Cover Date: April 1934
Volume 3 # 2
Copyright Date: March 16, 1934
Author: Lester Dent
Editor: John Nanovic
WHMC: The collection contains nine folders for this story, f.149-157
Recurring Characters. The entire Iron Crew are all present in this story.
TABLE OF CONTENTS
The Monsters by Kenneth Robeson
Thunder at the Dam by Hal Field Leslie
Alaska Thaw by Conrad Gerson
The Teakwood Box by Milton Burns
Doc Savage Club
This story actually started around July 23, 1933. An articles in Sooner State Press, dated Saturday, July 22, 1933, notes that Lester Dent is at the Chicago Exposition.
This excursion may have provided the mental seed for a couple of the items that appear in this story. The first one is the appearance of the three native “pinheads” at the local circus and who then appear again in the story as giants. Robert Bogdan, in his book “Freak Show: Presenting Human Oddities for Amusement and Profit,” explains how promoter Nate Eagle passed off two black men from Alabama as African tribesmen. Eagle referred to the two men as “pinheads” while presenting them as members of the African “Ituri” tribe who practice head binding. Not only was the exhibit demeaning but it also a fraud. The use of “pinheads” in circus exhibits had been around for some time prior to the Chicago Fair. They were usually presented as being missing links of low intelligence.

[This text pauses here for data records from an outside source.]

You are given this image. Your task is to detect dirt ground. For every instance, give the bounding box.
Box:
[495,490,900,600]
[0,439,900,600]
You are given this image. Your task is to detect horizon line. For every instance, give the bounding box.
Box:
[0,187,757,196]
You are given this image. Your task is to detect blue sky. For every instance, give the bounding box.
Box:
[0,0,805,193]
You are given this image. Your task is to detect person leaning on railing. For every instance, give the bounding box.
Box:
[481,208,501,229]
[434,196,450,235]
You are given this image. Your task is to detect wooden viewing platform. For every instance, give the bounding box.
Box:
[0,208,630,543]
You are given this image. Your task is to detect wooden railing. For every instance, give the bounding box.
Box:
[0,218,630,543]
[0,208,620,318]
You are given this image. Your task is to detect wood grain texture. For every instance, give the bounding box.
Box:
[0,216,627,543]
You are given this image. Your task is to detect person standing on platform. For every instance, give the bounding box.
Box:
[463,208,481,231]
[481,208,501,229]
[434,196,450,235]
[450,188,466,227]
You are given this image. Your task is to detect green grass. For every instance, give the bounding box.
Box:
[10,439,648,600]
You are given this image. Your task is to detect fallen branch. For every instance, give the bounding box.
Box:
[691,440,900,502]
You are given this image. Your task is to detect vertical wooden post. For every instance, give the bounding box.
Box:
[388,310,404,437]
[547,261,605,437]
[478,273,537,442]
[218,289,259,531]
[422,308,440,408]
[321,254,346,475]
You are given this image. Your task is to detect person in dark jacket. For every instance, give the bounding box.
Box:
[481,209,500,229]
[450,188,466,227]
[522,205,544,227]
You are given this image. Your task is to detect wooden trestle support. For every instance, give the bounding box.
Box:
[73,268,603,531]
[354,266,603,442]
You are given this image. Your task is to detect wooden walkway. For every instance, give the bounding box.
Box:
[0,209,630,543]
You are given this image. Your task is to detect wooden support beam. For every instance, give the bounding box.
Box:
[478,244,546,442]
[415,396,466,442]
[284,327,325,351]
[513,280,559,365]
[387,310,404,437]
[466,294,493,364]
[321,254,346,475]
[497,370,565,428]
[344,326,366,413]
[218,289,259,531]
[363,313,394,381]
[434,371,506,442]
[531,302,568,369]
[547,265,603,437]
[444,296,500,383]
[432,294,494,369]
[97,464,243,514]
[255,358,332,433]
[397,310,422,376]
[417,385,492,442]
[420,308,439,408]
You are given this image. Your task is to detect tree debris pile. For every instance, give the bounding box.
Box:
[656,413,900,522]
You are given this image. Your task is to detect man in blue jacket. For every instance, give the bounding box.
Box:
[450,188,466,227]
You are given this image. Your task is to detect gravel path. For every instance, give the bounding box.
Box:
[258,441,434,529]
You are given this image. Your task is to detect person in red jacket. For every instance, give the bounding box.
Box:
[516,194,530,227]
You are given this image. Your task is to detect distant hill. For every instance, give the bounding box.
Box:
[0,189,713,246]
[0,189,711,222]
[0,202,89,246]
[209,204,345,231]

The second item Dent may have gleamed from the fair was the basic idea for giants. The human giant, Robert Wadlow made a well-publicized visit to the Chicago World’s Fair. Wadlow stood nearly nine feet tall. The idea for extraordinarily large people was not a new notion.

July 6, 1933
Dent appears to have borrowed the basic idea for this story from H. G. Wells. “The Food of the Gods and How it Came to Earth” was published in 1904. The story plays off the idea of a new compound, Herakleophorbia IV, which causes living organisms to grow to gigantic proportions. In Wells’ story, the first animals used for experimentation are chickens. Dent names his first character Bruno Hen. Wells’ experimental farm is tended by a married couple, the Skinners. Bruno Hen is a trapper or skinner of animals. Giants in both stories wear iron shoes. The giant, Caddies, is imprisoned in a chalk pit where he is condemned to work. Dent has the giants in his story imprison Doc Savage and his men in a deep pit.
Another book dealing with giants is “Alice’s Adventures in Wonderland” by Lewis Carrol. This 1865 story details Alice’s strange adventures which also including growing to gigantic proportions. A movie version was released on December 22, 1933, by Paramount Pictures. The movie featured many popular stars such as Gary Cooper, W. C. Fields, and Cary Grant. The story was also a very popular play on Broadway in 1932.
FIRST APPEARANCE
Potent explosive rounds come on the scene. Exactly how does one go about making explosive rounds for a machine pistol? One method that might work would be to have a binary type bullet similar to that used for chemical weapons. The hollow shell of the bullet would be divided into two chambers separated by a thin membrane. The shock from firing would break the membrane and allow the two chemicals to mix forming the explosive. Another method would be to have tiny wax spheres suspended in a liquid. The heat from firing the round would melt the wax spheres, releasing the chemicals contained therein and creating an explosive compound.
The George Washington Bridge is mentioned.
Pacs are lace boots with waterproof bottoms and leather uppers. They are more commonly known as shoe-pacs.
Renny hires a hydraulic mining firm to excavate the old coal tunnel. A steam shovel was also mentioned.
Doc uses special shells for a .410 shotgun.
One of the villains falls in quicksand.
Comics: Here is another story that makes its way into the comics, albeit without Doc Savage. The second story of Batman #1 is especially interesting as it has many of the same elements seen in “The Monsters.” Human beings are injected with a compound that speeds up their growth glands. The end results are “giants” who are as tall as fifteen feet. These massive creatures are limited in intellect are used for simply robberies albeit on a large scale.